Several of the players are very well drawn in their characteristics. I can easily imagine old Nestor telling his long stories of his glorious youth and boring the grouped soldiers, Achilles nursing his pride and hurt, Paris’ vanity and the criticism from his older brother Hector.

The ultimate sacking of Ilium thanks to the Trojan Horse strategy is not reached by the end of this story, which seems odd. Why did Homer not include such a momentous conclusion? Is that part of the story a fabrication from a later age? Homer settles for the climactic battle between Achilles and Hector, and Achilles’ final softening to release Hector’s body to Priam.

Two of the survivors of the Trojan war will appear in later works : Odysseus’ long delayed voyage home is described in Homer’s other major work, The Odyssey, while Aeneas’s future is featured in Virgil’s Aeneid.

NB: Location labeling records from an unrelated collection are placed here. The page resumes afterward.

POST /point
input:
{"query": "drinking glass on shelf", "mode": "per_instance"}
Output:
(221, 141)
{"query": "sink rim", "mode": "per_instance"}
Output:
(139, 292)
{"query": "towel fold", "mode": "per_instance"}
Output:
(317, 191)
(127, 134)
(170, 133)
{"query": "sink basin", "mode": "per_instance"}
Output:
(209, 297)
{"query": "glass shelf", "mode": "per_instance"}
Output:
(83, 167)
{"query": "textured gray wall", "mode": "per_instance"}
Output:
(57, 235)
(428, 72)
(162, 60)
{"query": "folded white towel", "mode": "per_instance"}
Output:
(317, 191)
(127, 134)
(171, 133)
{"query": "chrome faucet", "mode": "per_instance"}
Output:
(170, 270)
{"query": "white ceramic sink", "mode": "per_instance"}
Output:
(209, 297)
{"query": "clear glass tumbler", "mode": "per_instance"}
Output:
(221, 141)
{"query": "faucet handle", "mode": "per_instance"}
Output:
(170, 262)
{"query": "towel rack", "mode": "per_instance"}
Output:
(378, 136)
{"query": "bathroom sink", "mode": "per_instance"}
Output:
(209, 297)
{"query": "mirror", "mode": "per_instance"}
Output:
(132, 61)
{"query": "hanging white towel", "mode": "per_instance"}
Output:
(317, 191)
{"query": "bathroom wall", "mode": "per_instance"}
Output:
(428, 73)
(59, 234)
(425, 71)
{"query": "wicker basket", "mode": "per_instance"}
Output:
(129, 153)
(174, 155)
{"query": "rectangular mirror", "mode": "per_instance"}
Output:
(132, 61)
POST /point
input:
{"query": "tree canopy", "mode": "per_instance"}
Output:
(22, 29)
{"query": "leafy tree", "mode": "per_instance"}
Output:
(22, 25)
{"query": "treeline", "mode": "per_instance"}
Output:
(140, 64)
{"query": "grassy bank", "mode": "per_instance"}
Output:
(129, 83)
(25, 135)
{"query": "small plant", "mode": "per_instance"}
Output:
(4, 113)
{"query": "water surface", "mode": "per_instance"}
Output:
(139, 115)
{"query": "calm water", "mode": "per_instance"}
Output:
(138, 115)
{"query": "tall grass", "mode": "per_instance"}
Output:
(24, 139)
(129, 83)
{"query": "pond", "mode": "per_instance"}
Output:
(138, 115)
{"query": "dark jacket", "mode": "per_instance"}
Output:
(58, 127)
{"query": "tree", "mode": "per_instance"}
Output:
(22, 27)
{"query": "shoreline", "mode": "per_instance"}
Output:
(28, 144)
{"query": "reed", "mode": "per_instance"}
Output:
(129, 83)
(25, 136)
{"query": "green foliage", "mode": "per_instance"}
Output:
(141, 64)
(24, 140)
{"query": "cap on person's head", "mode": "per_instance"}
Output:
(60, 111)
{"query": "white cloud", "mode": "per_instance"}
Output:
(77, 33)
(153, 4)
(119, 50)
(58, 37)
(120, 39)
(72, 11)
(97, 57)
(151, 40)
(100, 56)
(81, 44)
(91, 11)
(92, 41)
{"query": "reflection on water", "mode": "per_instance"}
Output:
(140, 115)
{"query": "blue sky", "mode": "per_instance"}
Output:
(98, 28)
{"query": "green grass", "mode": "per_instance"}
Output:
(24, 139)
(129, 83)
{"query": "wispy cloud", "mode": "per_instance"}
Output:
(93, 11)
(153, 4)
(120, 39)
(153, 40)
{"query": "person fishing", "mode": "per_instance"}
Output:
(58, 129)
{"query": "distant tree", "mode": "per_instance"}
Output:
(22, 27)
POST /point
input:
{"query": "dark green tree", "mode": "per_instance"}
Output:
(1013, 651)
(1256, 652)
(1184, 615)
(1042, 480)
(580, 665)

If Homer made his living telling this story in sections after banquets, he must have dined long and well pretty frequently.

Favourite lines/passages : When Hector breaks through the gates of the Greek defence, at the end of Chapter 12, exactly half way through the story:

He lifted up the rock … hit the doors full in the middle, and broke the hinges off on either side… as the panels were smashed to splinters by the impact….. Glorious Hector leapt inside, with a look like nightfall on his face. He held two spears in his hand and the bronze on his body shone with a baleful light. …. With fire flashing from his eyes, he turned and called on the Trojans … some swarmed over the wall, other poured in through the gate itself. The panic-stricken Danaans fled among the hollow ships, and hell was let loose.

Diversions/digressions : The Greek Gods (later adopted and renamed by the Romans) are certainly worth study. Bullfinch’s is a well known reference work, but also Graves’ 2 volume The Greek Myths gives both the myths and plenty of footnotes to explain.

Personal rating : 7/10

Kimmy’s the Lit-terrier rating : Lots of exciting action and roast meat, and camp dogs to play with. The noise and terror of battle costs the story a point : 4/5

Next : Homer’s other surviving work, The Odyssey

Books for August 2015

I am halfway through the Iliad by Homer (my copy is a Penguin edition edited by E. V. Rieu). but looking forward a little, I thought I would post the likely titles for August. In my order, they are

  • The Odyssey (Homer)
  • The Book of Songs, or Shih Ching (Chinese poetry, roughly contemporary to Homer)
  • The Book of Changes, or I Ching (Chinese book of divination)
  • The Upanishads
  • Theogony, and Works and Days (Hesiod)  c. 700 BC
  • Elegies (Theognis)
  • The Homeric Hymns (not written by Homer 🙂 )

That should be enough to be going along with for now. Happy reading, and watch for my review of The Iliad in coming days.